5 Essential Security Features for Control, Edge, and IIoT Systems

Regardless of the connected automation device you’re looking to install, key security features to look for include network interfaces, firewalls, data communication options, encryption and certificate management, and user accounts.

Benson Hougland, Vice president of marketing and product strategy, Opto 22
Benson Hougland, Vice president of marketing and product strategy, Opto 22

Massive data breaches seem to be constantly in the news. But PwC’s 2018 Global State of Information Security Survey noted, “Many organizations worldwide still struggle to comprehend and manage emerging cyber risks.”

Just 40 percent of PwC’s survey respondents from organizations that use robotics or automation recognized that cyber attacks on automation systems could disrupt operations.

Yet the danger is real. Companies increasingly want to connect sensors and control systems to networks for reasons like:

  • Moving production data to enterprise systems and databases.
  • Storing process or environmental data for regulatory compliance.
  • Sending machine data to the cloud for artificial intelligence (AI) analysis.

Experienced automation engineers see the potential benefits of connecting automation systems to networks and the cloud. But they also see the security risks. The question is how to minimize those risks.

Good cybersecurity planning addresses physical, network, and human vulnerabilities. For this column, let’s focus on network security. Network security means protecting devices on your network, and making sure data transmitted is not intercepted or changed by unauthorized people or software.
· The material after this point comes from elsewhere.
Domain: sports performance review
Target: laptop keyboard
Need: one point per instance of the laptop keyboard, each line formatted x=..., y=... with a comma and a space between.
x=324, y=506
Fortunately, some automation manufacturers are offering products with network security features built in. These products—for example, Opto 22’s groov EPIC edge programmable industrial controller—can help you design and maintain more secure systems.

When assessing new control products, here are five security features to look for:

Network interfaces: For decades, control systems used proprietary networks and protocols. Now, however, many use standard Ethernet and standard protocols designed to make sharing data easier.

But you can still separate networks if your controller has two independent Ethernet network interfaces (read more about this at http://awgo.to/dualnetwork). Independent, in this context, means that data is not routed between interfaces. You can plug one Ethernet interface into a trusted network, where you know and trust all the devices on the network, and plug the other into an untrusted network, like one with Internet access.

When trusted and untrusted networks are kept separate, a rogue actor attempting a hack on the untrusted network cannot access data on the trusted network.

Firewalls: Most of us know about network firewalls (read more at http://awgo.to/firewall), for example the firewall that helps protect your company’s network from external access. Individual devices can also have firewalls (for example, Microsoft Windows computers use a device firewall to protect your PC).

A controller for your Industrial Internet of Things (IIoT) project should have a device firewall as well. The dual-interface controllers mentioned earlier should have firewalls on both network interfaces, and you should be able to configure them independently. When you do, make sure to close all network ports you’re not using, on all network interfaces.

Data communication options:Consider a different way of communicating data. For example, look for a controller that offers device-originated communications (read more at http://awgo.to/whymqtt). A protocol such as MQTT uses a publish-subscribe, or pub-sub, method that optimizes network traffic, reduces IT involvement, and improves security.

In pub-sub communications, a controller originates a connection to a broker—either on premises or in the cloud—and then publishes data and/or subscribes to data from the broker. Because the connection originated behind the firewall, no firewall rules for open ports are necessary, and data can travel securely both ways.

Encryption and certificate management: Your control system is as important as your bank and requires the same level of data security. Data transmitted on any untrusted network should be encrypted (read more at http://awgo.to/encryption). A controller that provides data encryption and ways to manage security certificates (which verify that a device is actually what it says it is) helps you build a more secure network.

User accounts: Can anyone access your controller, or does it require a username and password? User authentication (read more at http://awgo.to/useraccounts) is a basic network security feature, yet one that’s missing in most automation products. Look for a controller that does not ship with default user credentials, so you’re forced to choose a unique username and password when you first configure it.

Also look for the ability to set up users (people and software) with complex passwords and account levels that offer different permissions depending on the user’s needs. Limit users to the specific data and controls each requires. For example, an operator might need to control a process, while a manager just needs production data, and a cloud service requires a small subset of data from a few machines.

And remember—you can use all these security features, but if your passwords aren’t strong, your system can’t be secure. Use long, complex passphrases and a password manager if available.

 

The bottom line

Cybersecurity for automation and IIoT applications—as for any digital network—is a complex issue with different implications depending on your organization and your system. Security requirements constantly change as your system evolves; but starting with some built-in security tools can help you design and maintain a more secure automation system.